What are the Expected Benefits and Costs? While you might generate a list of expected benefits and costs, relying on some outside sources is useful.
According to the folks at Veritas Prep, there is a list of pros and cons to consider before seeking out a dual degree. The most compelling benefit they cite:

“An MBA can be an ace-in-the-hole for someone looking to shed the lawyer tag and move into an executive position.”

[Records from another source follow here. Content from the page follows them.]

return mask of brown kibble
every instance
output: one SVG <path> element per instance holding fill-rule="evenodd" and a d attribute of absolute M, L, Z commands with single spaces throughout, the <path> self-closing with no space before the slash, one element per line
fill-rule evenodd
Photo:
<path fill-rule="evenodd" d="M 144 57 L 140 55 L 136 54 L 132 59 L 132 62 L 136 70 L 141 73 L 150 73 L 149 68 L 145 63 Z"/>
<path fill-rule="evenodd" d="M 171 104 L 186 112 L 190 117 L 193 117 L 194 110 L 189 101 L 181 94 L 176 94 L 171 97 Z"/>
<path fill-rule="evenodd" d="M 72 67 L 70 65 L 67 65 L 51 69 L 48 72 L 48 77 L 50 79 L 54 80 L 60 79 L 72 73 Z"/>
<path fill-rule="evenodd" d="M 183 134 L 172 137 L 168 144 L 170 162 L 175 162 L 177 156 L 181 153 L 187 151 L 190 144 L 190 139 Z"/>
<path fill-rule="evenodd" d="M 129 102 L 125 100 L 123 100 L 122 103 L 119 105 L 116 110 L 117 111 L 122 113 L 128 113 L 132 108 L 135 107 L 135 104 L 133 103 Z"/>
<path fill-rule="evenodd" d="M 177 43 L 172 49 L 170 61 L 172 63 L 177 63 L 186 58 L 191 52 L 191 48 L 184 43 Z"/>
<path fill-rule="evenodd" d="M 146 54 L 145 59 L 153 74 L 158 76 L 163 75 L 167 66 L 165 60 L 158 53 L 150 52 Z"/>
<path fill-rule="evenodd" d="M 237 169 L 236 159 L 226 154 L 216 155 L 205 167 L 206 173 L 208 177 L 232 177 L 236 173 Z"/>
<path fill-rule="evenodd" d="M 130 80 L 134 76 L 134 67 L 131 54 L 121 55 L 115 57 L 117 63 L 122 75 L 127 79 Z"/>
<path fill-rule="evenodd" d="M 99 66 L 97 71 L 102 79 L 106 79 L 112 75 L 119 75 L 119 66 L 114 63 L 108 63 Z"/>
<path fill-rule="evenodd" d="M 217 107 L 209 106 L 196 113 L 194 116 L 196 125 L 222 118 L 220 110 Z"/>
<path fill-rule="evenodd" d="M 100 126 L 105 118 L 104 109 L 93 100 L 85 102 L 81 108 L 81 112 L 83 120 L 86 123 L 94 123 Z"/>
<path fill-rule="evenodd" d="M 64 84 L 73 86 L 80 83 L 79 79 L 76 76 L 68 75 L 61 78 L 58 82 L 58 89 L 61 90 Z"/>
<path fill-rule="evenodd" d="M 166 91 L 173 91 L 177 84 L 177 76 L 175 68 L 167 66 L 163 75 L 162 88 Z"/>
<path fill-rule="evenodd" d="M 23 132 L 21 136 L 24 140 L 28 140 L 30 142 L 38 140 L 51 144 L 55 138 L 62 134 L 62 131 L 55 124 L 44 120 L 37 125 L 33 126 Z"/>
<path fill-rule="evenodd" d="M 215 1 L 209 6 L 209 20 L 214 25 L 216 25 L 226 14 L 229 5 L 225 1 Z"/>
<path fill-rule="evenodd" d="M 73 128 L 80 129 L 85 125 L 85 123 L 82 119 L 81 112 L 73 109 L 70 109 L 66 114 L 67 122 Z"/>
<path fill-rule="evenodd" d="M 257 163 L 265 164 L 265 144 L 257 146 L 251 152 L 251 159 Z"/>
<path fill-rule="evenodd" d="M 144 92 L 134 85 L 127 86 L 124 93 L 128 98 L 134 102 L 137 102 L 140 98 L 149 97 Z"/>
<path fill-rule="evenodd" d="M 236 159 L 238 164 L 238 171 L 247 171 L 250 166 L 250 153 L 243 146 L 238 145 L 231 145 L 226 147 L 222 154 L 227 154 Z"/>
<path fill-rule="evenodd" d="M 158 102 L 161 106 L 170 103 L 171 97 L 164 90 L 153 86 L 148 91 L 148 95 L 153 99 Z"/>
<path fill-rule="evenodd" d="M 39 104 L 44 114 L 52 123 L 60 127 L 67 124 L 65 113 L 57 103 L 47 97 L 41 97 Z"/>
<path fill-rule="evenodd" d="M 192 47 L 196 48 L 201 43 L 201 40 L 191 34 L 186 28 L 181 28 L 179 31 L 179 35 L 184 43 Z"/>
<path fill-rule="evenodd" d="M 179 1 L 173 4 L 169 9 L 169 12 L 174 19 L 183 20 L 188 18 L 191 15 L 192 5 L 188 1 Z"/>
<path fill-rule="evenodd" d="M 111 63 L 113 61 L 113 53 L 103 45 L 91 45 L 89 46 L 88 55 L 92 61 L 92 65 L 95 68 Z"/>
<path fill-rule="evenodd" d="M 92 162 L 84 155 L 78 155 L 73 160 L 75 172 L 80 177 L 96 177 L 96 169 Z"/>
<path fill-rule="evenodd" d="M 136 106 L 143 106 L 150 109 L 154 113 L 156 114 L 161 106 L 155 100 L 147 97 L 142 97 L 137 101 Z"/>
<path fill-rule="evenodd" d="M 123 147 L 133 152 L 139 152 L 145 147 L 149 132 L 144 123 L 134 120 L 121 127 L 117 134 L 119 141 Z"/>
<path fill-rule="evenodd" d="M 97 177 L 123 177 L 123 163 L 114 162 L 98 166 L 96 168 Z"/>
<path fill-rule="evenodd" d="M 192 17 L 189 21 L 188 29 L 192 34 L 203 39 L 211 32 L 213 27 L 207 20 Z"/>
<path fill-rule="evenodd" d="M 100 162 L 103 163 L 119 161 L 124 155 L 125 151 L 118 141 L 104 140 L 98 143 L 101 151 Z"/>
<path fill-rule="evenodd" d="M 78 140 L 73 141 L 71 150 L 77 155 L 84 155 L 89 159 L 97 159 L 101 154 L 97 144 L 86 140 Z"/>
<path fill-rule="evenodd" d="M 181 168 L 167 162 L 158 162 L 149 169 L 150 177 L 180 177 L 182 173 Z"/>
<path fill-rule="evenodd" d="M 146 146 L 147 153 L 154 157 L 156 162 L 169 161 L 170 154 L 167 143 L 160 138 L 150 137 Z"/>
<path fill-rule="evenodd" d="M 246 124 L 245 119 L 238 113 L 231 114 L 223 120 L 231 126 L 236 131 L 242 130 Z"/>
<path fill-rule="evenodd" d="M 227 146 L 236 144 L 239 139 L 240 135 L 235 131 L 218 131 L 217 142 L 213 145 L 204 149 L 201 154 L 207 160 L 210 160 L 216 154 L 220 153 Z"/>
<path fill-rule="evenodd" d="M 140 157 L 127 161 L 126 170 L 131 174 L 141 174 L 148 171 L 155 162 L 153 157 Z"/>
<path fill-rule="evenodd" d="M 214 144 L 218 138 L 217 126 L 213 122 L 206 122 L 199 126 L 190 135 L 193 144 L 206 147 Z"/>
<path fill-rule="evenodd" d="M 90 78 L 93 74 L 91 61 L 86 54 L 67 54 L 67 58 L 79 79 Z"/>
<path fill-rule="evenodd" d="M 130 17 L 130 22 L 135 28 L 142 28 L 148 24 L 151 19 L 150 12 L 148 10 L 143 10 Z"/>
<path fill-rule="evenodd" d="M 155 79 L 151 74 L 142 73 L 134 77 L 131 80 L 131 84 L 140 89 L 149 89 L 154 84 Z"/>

The primary “con” is related to timing. The experts suggested that “acquiring both a JD/MBA at the outset of a career might eliminate the use of business school as a ‘reset button’ later in one’s career should legal work not prove to be an ideal choice.” Clearly, this would not apply to the practicing attorney going back to earn an MBA.
Another important concern mentioned is the additional costs associated with earning the MBA. In addition to the direct costs of tuition, fees, books and lodging, the most significant cost is forgoing one’s salary while completing the program. Once again, this consideration is substantially different when one is earning an MBA through an online program where one does not need to stop working or even relocate.
According to one academic program, the career benefits for the JD-MBA include this:

Business lawyers benefit greatly from in-depth understanding of what management and financial challenges corporations, start-ups and non-profits face.

Another program notes:

In a growing global economy, the career paths of business and law professionals have become increasingly convergent. . . . To succeed in the cross-section of these dynamic markets, a multi-faceted education is critical. A dual-degree program provides training that gives students the knowledge, skills and background they need to function in both law and business sectors.

Decision Two: What MBA Format is Right for You?
An Online MBA program differs from a Full-Time program in a few respects.
First, there is no need to re-locate. As a result, students are geographically diverse, logging in to the discussion boards and completing assignments from across the U.S. and globe (the Isenberg Online MBA program has students from all 50 US states and 19 foreign countries). Students bring an array of regional, international, and industry perspectives and experience into our discussions. In addition, many students who have career and family obligations can participate in an enriching educational experience without requiring children, partners or spouses to abandon their own commitments and communities.
Second, you can earn the degree entirely online from an accredited, reputable institution, with academically and professional qualified faculty. With online programs, you can complete your assignments at night and on the weekends, fitting around your other plans and commitments. Some may be skeptical about an online curriculum. Yet, the upfront screening of applicants yields an incredibly motivated, engaging group of students. Isenberg students include physicians who head up major hospitals, engineers and Information Technology professionals desiring to move up into the corporate ranks, top sales professionals, attorneys, small business owners and even members of the armed forces stationed overseas. The student diversity is astounding. Students are fully engaged and provide highly insightful commentary.